Our research has some limitations. First, our method of communication with participants was by telephone and could have left out people who were more isolated or did not use a telephone. In addition, prior to the call, we sometimes relied on WhatsApp to send a message and coordinate the time of the interview, including people with minimal use of information technologies. Second, although we had a second and even a third contact with some of the interviewees, there was only one encounter in the vast majority (75%), which could have affected the data collection for this research. Third, the participants were middle-class older adults from the metropolitan area who, for the most part, had social security health coverage (including the Comprehensive Health Care Program, PAMI) or private medicine, without exploring other social strata or people dependent exclusively on the public system. The transferability of our study is limited by the characteristics of the healthcare system and the organization of care for the elderly in an urban area. However, we believe that many adaptations, such as the emergence of telemedicine, can be extrapolated to other environments that implement it, especially the reality of Latin America, where health systems share the characteristic of being fragmented into social security, private medicine, and public providers. In turn, digital literacy and other needs of older adults with chronic conditions may be common to those of our participants.

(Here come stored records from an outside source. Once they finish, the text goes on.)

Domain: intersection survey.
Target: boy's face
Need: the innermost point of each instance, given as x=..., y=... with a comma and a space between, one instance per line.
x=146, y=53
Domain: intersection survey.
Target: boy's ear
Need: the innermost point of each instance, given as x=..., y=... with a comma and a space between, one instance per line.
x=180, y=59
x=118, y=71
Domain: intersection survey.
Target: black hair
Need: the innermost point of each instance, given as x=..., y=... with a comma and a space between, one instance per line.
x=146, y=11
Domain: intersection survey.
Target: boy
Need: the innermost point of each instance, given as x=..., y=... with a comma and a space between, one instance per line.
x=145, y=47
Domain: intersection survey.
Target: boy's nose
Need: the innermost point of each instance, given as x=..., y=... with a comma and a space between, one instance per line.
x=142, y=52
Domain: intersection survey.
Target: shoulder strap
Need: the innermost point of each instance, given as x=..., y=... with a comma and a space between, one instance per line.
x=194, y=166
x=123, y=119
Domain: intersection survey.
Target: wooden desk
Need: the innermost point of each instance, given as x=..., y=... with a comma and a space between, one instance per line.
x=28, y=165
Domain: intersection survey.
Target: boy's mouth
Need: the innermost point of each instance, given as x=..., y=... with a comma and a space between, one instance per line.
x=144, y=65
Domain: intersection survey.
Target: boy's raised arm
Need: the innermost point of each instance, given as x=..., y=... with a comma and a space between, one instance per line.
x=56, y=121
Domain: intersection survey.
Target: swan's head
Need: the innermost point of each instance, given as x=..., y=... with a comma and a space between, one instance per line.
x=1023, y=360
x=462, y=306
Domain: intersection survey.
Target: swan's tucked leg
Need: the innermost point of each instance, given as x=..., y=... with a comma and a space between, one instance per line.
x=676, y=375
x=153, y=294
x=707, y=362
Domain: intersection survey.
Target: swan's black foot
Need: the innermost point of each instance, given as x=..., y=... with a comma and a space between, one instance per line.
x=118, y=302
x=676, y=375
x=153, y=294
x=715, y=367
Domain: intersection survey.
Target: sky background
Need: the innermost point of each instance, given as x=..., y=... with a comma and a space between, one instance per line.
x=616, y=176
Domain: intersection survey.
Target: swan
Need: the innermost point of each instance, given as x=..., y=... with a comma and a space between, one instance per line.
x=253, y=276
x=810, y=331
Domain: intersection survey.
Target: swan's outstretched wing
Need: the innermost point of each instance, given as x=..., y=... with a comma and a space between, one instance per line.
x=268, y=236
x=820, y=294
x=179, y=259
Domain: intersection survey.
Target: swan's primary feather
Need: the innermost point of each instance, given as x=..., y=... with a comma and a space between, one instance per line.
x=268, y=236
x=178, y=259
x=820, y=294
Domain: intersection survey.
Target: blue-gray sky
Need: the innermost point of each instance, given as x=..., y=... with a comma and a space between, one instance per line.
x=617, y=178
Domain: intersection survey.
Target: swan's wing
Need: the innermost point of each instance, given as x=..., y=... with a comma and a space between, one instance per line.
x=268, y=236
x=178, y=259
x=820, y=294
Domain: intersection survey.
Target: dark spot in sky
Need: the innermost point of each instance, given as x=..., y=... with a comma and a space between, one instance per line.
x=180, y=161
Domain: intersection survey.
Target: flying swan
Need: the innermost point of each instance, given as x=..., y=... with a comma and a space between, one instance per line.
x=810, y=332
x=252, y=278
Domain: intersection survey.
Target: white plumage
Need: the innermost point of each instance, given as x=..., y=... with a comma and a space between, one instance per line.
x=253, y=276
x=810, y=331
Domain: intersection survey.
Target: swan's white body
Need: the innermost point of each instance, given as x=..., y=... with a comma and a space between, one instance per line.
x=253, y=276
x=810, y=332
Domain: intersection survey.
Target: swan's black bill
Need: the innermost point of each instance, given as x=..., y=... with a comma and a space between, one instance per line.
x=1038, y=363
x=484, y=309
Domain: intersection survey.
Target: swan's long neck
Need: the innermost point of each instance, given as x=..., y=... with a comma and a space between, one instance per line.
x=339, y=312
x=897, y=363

Among the strengths of our study, it is possible to mention that we conducted a critical number of interviews with relevant information, which helped us carry out this work during the mandatory social isolation. We worked through weekly meetings where we discussed the data collected in the week’s interviews. We explored points of view considering geographic and gender diversity, and the interviewees felt comfortable sharing their experiences freely. We used a systematic methodology of recording and coding the data, and the analysis was handled by researchers from diverse backgrounds (medicine, psychology, and sociology). We processed the data expeditiously because we believe it may be helpful for future research and decision-making. The study was reported following international standards of transparency in qualitative research.

Conclusions

The COVID-19 pandemic generated a new scenario in which accessibility to the health system was affected at the expense of reduced access to face-to-face consultations.

The emerging needs forced the development of new care strategies, most of which focused on information and communication technologies.

Although this provided a solution for many older adults, it also generated new exclusions due to preexisting technological gaps.